1945 novel by Julien Gracq

A Dark Stranger (Un beau ténébreux) is a 1945 novel by the French writer Julien Gracq. It tells the story of an enigmatic guest whose presence at an isolated resort hotel in Brittany strangely affects a small group of fellow vacationers.

==Publication==
José Corti published the book in France in 1945. It was published in English through Peter Owen Publishers in 1950, translated by W. J. Strachan. A new translation by Christopher Moncrieff was published by Pushkin Press in 2009.

==Reception==
John Cournos of The Saturday Review wrote about the book in 1950: "Its matter is morbid, its prose overwrought, its range narrow; it is tedious. ... This is the sort of book that the Soviet critics constantly hold up before their readers as an example of the decadence of the bourgeoisie, and for once there is no answer. The author's ability to describe landscape and its moods, however brilliant, is not enough."
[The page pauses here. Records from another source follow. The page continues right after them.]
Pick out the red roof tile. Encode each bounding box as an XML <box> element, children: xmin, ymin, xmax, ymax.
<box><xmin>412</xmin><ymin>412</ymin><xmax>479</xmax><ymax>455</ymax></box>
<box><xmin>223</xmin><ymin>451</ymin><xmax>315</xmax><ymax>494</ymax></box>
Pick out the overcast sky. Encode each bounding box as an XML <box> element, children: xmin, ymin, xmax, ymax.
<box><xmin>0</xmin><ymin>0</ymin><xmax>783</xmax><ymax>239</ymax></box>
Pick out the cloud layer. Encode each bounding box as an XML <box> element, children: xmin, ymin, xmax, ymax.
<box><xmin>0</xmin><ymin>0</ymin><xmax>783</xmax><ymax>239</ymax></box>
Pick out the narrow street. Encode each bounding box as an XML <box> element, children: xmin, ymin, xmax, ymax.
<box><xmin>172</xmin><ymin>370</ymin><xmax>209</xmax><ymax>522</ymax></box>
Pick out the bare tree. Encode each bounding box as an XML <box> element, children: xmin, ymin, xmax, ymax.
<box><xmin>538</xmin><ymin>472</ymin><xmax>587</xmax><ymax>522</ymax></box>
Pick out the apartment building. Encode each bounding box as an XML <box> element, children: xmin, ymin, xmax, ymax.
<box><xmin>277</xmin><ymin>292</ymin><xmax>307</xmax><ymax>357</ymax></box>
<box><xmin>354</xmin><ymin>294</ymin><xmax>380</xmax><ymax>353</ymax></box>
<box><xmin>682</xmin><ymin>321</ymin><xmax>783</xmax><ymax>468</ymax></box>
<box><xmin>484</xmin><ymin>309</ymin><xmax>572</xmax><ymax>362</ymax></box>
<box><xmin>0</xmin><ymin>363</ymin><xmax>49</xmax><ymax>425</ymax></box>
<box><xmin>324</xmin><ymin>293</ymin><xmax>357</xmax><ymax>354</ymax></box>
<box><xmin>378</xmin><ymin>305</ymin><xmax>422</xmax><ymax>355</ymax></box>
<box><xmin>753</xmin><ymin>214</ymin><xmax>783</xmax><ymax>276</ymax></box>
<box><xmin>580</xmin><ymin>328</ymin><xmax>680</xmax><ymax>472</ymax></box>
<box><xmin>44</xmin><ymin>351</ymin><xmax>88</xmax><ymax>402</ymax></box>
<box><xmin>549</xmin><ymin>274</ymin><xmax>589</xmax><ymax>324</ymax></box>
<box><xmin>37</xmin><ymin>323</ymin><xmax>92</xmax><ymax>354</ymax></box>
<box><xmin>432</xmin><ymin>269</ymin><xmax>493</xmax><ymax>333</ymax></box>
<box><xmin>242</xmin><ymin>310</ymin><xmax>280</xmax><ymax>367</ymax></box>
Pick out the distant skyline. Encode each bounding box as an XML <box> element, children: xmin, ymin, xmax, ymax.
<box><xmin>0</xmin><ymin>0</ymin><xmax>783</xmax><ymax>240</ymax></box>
In a more recent and appreciative commentary, Stephen Sparks writes that "A Dark Stranger, Julien Gracq’s second novel, is an unsettling allegory of the terrible fascination history exerts upon individuals caught up in its inexorable and merciless unfolding. [...] While Gracq’s allusive, layered prose [...] has historically received the lion’s share of praise, his handling of plot is equally dexterous. His reading of the aforementioned authors [Edgar Allan Poe and Jules Verne] was not wasted: A Dark Stranger is, in its singular way, as thrilling and breathless a story as the best page-turner."